”Usahakan agar kita menjadi bangsa pelaut kembali, bangsa pelaut dalam
arti seluas-luasnya, bukan sekadar jongos di kapal, tetapi mempunyai armada
niaga, bangsa pelaut yang kesibukannya di laut menandingi irama gelombang.” (Soekarno, 1953)
Pidato tersebut disampaikan
Presiden Soekarno saat meresmikan Institut Angkatan Laut tahun 1953 yang
menjadi cikal bakal Akademi Angkatan Laut (AAL). Indonesia memang telah lama
tidak berorientasi laut atau tidak bisa menjadi nakhoda di lautnya sendiri.
Laut dijadikan ladang mata
pencaharian, laut juga dijadikan sebagai tempat menggalang kekuatan, mempunyai
armada laut yang kuat berarti bisa mempertahankan kerajaan dari serangan luar.
Memang, laut dalam hal ini menjadi suatu yang sangat penting sejak zaman dahulu
sampai zaman sekarang. Dengan mengoptimalkan potensi laut menjadikan bangsa
Indonesia maju karena Indonesia mempunyai potensi yang sangat besar untuk
mengembangkan laut. Laut akan memberikan manfaat yang sangat vital bagi
pertumbuham dan perkembangan perekonomian Indonesia atau perdaganagan pada
khususnya.
Melihat bagaimana kejayaan masa
lampau diperoleh karena mengoptimalkan potensi laut sebagai sarana dalam
suksesnya perekonomian dan ketahanan politik suatu negara, maka menjadi suatu
hal yang wajar bila sekarang ini Indonesia harus lebih mengembangkan laut demi
tercapianya tujuan nasional. Indonesia menyandang predikat “Negara Maritim”
atau negara kepulauan,
Konsekwensi sifat maritim itu
sendiri lebih mengarah pada terwujudnya aktifitas pelayaran di wilayah
Indonesia. Dalam kalimat ini bahwa Indonesia sebagai negara kepulauan dalam
membangun perekonomian akan senantiasa dilandasi oleh aktivitas pelayaran.
Pentingnya pelayaran bagi Indonesia tentunya disebabkan oleh keadaan
geografisnya, posisi Indonesia yang strategis berada dalam jalur persilangan
dunia, membuat Indonesia mempunyai potensi yang sangat besar untuk
mengembangkan laut. Laut akan memberikan manfaat yang sangat vital bagi
pertumbuham dan perkembangan perekonomian Indonesia atau perdagangan pada
khususnya.
Tinggalkan laut
Sejak lama, Indonesia dikenal
kekayaan alamnya sekaligus sebagai wilayah strategis pelayaran dan perdagangan
dunia. Pengaruh kebudayaan India terhadap kerajaan-kerajaan awal, seperti Kutai
di Kalimantan dan Tarumanagara di Jawa, menjadi bukti bahwa Indonesia telah
terlibat dalam pelayaran dan perdagangan internasional secara aktif.
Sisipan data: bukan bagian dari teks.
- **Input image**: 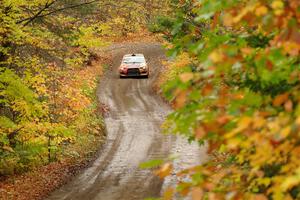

Perkembangan aktivitas ini
memunculkan Kerajaan Sriwijaya, Majapahit, Demak, dan Banten yang mengusung
konsep negara maritim (city-state).
Pada perkembangannya, masuknya
kekuatan Eropa mulai abad ke-16 pada sistem pelayaran pribumi—perdagangan
antara pedagang-pedagang Asia Tenggara dan pedagang dari India, Arab dan
Tiongkok—sangat memengaruhi sistem pelayaran di Indonesia, terlebih ketika
kekuatan Eropa tersebut memonopoli perdagangan.
Pada masa itu, Portugis dapat
menguasai Malaka (1511), Spanyol menguasai Filipina (1571), dan Belanda lewat
kongsi dagangnya, VOC, menguasai Batavia (1619). Terjadilah perubahan
geopolitik, laut Indonesia pun menjadi pemisah, bukan lagi pemersatu.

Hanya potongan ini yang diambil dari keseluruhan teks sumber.